Fearful of the news leaking out within the 10 days, D’Alessandro said it decided to raise its offer to $40, to ensure that it wins the firm. Faced with market risk, it prefers to go straight to shareholders with the deal.

As for the strategic wisdom of the deal, analysts were generally satisfied with the notion of gaining scale in Canada, but they noted that Canada Life has significant businesses in areas in Europe and the U.S. that Manulife has pointedly avoided. Indeed, Manulife sold its European businesses to Canada Life several years ago.

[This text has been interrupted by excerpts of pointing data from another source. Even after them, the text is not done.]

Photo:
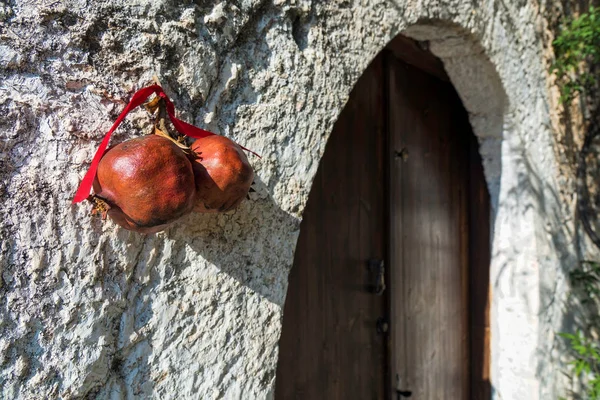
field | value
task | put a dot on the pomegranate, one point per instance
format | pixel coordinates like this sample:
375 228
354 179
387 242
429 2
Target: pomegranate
144 184
222 173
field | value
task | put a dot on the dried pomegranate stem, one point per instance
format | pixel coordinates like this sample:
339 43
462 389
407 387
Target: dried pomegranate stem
160 126
100 206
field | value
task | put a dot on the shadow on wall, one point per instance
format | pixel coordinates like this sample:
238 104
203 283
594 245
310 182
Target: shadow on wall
178 290
478 84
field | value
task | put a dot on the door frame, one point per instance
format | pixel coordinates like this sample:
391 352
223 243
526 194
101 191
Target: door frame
478 294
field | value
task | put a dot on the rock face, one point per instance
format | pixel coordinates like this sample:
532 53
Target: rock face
88 309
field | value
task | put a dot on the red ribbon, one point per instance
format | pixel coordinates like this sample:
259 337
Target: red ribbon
138 99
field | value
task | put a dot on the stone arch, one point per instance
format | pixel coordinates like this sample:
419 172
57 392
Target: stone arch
478 84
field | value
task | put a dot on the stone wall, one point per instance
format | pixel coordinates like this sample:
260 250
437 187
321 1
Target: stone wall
91 310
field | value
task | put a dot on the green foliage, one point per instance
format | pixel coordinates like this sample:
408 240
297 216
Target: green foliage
577 44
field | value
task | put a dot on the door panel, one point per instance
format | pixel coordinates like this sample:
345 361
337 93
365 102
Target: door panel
400 180
428 236
329 348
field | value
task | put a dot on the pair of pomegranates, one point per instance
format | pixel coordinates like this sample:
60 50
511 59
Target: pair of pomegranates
145 184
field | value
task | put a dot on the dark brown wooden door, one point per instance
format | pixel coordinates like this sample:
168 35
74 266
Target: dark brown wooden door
428 236
328 349
400 181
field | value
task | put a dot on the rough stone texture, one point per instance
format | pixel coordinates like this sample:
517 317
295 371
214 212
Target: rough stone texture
90 310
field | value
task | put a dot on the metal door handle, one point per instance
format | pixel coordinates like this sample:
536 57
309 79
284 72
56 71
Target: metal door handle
378 267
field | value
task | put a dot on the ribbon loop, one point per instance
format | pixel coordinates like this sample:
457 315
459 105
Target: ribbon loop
137 99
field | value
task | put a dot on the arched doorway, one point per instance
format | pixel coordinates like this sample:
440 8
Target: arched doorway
388 295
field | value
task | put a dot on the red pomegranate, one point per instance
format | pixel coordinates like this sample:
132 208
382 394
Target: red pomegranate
222 173
147 183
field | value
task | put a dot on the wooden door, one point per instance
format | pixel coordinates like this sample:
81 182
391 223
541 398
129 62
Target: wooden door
400 181
428 236
328 349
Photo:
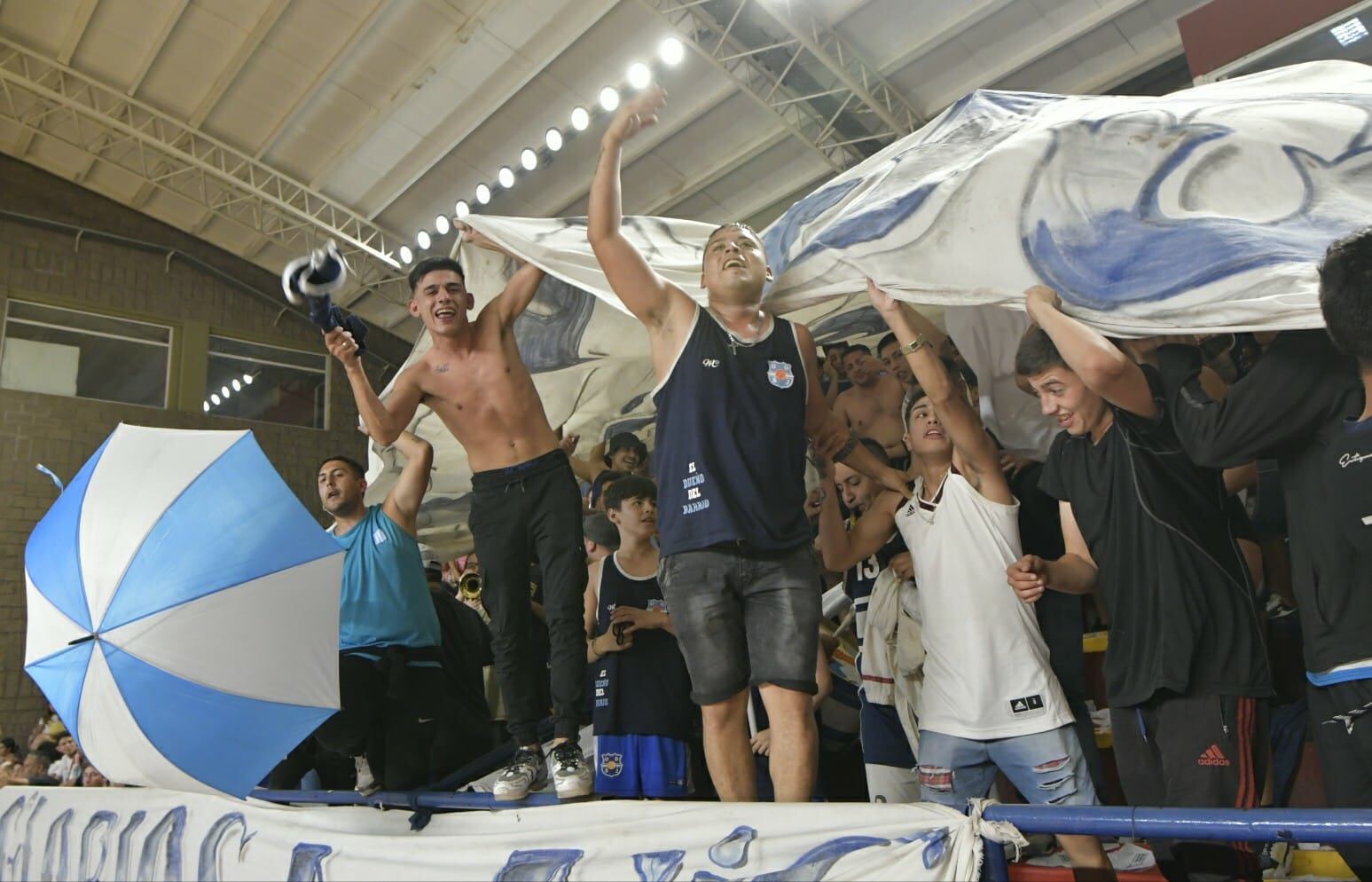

D’Alessandro suggested that it is going into the deal with an open mind, and that it may now be willing to play in businesses that it didn’t want several years ago. He noted that the deal is primarily aimed at growth, not cost savings. He indicated that most of the synergies in the deal could be expected to come through attrition.

D’Alessandro declined to indicate where cuts may be made, suggesting that he’d rather discuss that with the people affected, after a deal is completed. He also allowed that the unsolicited nature of the bid has hampered its ability to make those sorts of judgments ahead of time. However, D’Alessandro declined to comment on whether it has had other discussions with other firms about selling certain assets of the combined companies.

Manulife indicated that it would likely take two years to fully integrate the two firms. But D’Alessandro said that this would not stop it from entertaining other big strategic moves. Any other possible deal will be evaluated “on its merits” he said.